[Date Prev][Date Next][Thread Prev][Thread Next]
[Date Index]
[Thread Index]
- Subject: lazy xml teaser
- From: Jay Carlson <nop@...>
- Date: Sun, 22 Feb 2004 22:40:34 -0500
Here's the start of the docs for something I've been working on. Lemme
know what you think.
lazynode: lazily construct XML trees
Why is this interesting? Trees are a natural data model to process
XML documents. A simple tree implementation reads the entire document
into memory at once. For large documents, this can be too expensive.
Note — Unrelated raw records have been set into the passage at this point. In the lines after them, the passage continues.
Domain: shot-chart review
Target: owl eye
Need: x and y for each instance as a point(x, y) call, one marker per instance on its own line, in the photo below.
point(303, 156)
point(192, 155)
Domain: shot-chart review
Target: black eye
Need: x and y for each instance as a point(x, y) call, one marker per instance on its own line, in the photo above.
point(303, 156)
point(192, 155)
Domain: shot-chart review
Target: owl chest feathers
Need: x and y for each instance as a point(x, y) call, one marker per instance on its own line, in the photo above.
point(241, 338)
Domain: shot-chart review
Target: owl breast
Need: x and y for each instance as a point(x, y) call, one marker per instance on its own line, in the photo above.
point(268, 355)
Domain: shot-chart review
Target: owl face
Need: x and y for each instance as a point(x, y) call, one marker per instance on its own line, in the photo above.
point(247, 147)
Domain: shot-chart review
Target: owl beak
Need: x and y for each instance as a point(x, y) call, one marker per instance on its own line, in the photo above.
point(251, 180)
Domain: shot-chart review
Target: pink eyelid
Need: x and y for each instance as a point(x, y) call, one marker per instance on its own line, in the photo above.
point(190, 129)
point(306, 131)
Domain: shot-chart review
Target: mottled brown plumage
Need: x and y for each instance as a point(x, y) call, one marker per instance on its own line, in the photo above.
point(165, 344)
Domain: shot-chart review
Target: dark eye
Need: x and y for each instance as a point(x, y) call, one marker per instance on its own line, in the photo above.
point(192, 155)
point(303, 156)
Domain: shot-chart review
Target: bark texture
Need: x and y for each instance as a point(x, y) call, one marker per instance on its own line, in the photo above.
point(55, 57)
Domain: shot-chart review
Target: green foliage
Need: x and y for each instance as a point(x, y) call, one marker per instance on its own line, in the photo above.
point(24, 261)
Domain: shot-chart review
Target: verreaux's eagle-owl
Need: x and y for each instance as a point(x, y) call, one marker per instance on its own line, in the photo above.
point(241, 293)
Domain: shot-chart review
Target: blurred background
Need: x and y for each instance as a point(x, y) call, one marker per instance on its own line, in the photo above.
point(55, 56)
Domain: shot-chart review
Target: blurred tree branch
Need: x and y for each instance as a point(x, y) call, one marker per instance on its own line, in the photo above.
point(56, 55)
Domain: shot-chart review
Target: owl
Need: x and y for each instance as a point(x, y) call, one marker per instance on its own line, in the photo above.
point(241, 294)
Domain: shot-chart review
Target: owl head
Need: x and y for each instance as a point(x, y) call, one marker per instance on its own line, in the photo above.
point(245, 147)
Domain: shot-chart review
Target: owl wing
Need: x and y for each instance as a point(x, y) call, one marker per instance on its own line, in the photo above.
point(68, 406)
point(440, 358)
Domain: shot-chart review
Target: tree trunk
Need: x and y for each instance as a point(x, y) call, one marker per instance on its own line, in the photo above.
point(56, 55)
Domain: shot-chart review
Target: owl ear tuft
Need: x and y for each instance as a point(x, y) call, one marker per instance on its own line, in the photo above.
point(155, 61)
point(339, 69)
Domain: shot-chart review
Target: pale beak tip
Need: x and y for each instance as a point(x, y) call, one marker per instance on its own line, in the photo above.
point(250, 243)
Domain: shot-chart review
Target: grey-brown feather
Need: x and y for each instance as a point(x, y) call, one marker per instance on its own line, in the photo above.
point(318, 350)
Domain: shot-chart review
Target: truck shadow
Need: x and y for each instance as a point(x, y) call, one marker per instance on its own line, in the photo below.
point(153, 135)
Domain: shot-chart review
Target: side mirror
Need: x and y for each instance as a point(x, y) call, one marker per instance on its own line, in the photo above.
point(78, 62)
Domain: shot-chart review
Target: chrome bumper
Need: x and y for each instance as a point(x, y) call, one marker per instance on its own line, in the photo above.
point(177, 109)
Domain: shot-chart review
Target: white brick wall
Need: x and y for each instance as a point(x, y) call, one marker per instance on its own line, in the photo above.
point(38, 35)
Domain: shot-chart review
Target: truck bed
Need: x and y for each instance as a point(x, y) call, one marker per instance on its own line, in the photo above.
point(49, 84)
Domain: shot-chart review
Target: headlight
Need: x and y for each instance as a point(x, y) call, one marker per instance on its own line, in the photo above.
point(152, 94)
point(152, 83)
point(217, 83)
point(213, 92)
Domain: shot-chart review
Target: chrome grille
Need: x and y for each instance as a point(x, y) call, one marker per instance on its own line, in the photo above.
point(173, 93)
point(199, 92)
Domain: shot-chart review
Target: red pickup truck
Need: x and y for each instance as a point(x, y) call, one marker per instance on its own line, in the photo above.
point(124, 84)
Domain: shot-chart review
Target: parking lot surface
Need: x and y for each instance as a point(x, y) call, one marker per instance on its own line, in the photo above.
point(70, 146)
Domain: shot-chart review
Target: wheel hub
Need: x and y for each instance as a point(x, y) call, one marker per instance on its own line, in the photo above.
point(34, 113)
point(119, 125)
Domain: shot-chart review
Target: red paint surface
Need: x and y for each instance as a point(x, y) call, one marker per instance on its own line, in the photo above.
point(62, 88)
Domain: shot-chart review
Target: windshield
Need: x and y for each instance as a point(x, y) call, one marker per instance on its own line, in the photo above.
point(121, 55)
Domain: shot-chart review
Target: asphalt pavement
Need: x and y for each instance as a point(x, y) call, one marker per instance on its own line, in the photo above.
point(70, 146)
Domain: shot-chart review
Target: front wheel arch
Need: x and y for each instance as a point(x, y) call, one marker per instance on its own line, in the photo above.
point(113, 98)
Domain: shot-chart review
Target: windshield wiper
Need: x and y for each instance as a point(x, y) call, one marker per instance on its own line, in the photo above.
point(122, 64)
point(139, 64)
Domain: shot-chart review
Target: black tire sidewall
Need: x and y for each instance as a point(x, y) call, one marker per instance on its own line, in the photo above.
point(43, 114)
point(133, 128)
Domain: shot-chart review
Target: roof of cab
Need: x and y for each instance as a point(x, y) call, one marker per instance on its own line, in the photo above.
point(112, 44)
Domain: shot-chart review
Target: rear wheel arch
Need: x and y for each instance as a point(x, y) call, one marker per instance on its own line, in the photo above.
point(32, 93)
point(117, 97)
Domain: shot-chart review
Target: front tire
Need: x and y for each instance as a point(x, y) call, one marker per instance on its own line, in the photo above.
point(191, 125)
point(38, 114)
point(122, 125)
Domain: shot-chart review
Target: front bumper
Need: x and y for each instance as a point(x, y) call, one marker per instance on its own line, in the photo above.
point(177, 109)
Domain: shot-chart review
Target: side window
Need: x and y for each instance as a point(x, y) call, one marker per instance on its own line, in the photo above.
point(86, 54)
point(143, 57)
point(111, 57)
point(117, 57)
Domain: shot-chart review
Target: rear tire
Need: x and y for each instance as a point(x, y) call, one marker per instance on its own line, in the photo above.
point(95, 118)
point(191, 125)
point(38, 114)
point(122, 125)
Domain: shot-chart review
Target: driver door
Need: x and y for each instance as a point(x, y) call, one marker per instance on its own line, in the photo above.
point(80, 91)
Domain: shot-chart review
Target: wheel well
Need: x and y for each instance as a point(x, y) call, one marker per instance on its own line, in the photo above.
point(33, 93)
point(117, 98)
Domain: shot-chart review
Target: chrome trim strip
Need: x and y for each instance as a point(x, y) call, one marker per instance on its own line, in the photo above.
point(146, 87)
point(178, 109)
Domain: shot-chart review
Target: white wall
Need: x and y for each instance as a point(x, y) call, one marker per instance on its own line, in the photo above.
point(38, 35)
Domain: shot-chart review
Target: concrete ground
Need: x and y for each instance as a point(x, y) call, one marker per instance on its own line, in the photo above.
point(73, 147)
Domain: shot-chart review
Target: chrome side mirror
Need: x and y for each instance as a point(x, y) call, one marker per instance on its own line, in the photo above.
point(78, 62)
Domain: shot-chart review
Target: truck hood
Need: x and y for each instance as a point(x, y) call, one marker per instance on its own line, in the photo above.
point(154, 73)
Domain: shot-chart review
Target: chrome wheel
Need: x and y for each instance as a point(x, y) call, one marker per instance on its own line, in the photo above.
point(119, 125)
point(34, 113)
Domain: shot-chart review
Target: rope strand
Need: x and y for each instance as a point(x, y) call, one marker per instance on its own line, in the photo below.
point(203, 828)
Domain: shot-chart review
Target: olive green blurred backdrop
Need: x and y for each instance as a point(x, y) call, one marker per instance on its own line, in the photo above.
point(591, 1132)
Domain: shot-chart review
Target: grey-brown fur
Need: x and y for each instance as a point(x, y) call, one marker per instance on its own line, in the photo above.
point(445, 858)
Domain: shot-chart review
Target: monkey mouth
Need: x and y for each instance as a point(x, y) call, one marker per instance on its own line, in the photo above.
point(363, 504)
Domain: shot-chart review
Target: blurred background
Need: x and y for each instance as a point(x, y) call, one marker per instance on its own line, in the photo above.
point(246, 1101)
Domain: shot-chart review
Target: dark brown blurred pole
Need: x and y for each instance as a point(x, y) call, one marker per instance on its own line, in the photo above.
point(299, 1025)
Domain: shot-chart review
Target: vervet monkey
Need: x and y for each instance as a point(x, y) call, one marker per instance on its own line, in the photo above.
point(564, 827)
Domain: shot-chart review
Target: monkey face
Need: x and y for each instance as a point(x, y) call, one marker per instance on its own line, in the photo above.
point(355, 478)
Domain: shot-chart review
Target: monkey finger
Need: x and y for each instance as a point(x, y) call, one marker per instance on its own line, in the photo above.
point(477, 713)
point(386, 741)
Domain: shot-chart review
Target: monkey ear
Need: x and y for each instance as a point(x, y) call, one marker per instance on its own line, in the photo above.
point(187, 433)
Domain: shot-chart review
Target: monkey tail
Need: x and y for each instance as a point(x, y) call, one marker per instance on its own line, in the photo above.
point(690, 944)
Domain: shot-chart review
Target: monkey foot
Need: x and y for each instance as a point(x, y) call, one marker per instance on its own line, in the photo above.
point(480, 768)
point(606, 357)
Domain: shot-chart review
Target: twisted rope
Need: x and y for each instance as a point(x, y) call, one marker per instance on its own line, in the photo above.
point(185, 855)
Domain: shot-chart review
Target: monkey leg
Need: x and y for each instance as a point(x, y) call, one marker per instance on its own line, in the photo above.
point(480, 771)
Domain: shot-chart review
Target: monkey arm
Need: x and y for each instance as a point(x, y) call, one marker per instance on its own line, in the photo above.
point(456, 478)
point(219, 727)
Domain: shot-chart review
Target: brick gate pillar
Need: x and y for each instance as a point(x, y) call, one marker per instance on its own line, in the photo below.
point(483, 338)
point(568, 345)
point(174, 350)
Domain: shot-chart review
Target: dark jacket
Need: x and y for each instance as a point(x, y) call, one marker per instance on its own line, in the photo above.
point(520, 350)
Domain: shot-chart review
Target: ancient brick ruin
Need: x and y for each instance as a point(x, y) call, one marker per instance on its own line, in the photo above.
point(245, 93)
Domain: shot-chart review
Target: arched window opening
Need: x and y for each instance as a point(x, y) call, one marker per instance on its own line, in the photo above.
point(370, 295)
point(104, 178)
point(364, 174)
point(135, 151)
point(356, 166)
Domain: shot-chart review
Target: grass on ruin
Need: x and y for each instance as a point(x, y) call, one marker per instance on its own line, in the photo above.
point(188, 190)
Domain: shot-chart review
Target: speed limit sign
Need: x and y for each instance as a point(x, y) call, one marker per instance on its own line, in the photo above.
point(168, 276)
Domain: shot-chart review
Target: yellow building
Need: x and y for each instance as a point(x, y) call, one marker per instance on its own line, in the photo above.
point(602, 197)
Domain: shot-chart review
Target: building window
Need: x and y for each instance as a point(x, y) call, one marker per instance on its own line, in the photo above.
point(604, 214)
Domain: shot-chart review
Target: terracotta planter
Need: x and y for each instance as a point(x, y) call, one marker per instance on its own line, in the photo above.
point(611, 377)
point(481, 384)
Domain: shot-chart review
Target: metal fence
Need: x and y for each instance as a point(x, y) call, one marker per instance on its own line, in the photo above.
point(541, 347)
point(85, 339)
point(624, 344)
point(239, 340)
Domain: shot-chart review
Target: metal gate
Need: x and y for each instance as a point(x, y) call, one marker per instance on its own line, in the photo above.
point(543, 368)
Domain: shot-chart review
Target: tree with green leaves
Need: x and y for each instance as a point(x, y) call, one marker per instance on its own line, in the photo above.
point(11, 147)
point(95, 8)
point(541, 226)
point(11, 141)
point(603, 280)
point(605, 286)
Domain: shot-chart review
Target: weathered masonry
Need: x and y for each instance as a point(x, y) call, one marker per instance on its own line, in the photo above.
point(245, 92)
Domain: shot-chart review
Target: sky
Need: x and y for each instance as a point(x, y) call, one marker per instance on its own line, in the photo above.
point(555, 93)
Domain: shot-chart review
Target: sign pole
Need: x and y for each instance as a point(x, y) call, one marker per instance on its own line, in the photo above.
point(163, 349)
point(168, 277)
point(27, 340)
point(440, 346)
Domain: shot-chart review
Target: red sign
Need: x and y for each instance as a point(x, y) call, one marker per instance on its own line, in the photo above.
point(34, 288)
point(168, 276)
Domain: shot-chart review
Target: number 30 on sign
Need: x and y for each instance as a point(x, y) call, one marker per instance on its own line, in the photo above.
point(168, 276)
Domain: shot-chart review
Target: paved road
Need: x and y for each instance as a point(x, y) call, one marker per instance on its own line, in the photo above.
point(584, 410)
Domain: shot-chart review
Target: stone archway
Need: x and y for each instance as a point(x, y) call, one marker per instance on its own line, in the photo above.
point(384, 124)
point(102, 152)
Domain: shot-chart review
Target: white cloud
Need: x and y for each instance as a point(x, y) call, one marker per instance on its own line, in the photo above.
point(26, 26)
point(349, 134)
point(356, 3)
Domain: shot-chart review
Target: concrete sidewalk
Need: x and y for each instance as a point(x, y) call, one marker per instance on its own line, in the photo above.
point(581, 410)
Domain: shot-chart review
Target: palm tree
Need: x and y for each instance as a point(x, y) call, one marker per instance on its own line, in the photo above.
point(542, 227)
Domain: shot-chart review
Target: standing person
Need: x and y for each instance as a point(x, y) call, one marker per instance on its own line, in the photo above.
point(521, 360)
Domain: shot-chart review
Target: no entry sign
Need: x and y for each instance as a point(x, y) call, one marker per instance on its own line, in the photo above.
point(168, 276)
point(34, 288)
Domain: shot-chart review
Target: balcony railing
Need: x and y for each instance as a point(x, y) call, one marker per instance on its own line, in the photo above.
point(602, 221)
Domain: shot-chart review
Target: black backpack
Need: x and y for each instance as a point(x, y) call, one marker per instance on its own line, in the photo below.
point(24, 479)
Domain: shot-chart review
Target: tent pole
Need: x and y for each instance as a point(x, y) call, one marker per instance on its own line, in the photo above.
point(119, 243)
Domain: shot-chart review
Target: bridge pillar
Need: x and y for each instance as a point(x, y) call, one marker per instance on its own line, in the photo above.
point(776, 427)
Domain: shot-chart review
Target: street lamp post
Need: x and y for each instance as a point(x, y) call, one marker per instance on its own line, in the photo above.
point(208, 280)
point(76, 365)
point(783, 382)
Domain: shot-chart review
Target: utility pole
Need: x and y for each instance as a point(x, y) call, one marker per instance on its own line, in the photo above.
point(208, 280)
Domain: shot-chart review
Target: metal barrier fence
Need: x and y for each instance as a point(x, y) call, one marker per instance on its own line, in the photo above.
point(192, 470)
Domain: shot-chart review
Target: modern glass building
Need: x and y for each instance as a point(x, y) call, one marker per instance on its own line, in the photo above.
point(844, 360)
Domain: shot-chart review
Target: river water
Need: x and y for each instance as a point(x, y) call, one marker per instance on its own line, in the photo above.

Although callback and event APIs are memory-efficient, they are
painful to program to.
Lazynode constructs an conventional-seeming XML tree as its contents
are referenced, parsing more source document as necessary to fill out
the contents on demand.
Given stylized iterators, memory consumption can be limited to
particular subtrees. Consider:
for i,child in xpairs_consume(lz) do
if child.attr.externalref then
print(child.name)
table.insert(references, child)
end
end
where the _consume family of iterators nils out elements from their
parent before returning them. If the body of the loop does not retain
a reference to the child elsewhere, it will become eligible for
garbage collection as soon as the next iteration begins.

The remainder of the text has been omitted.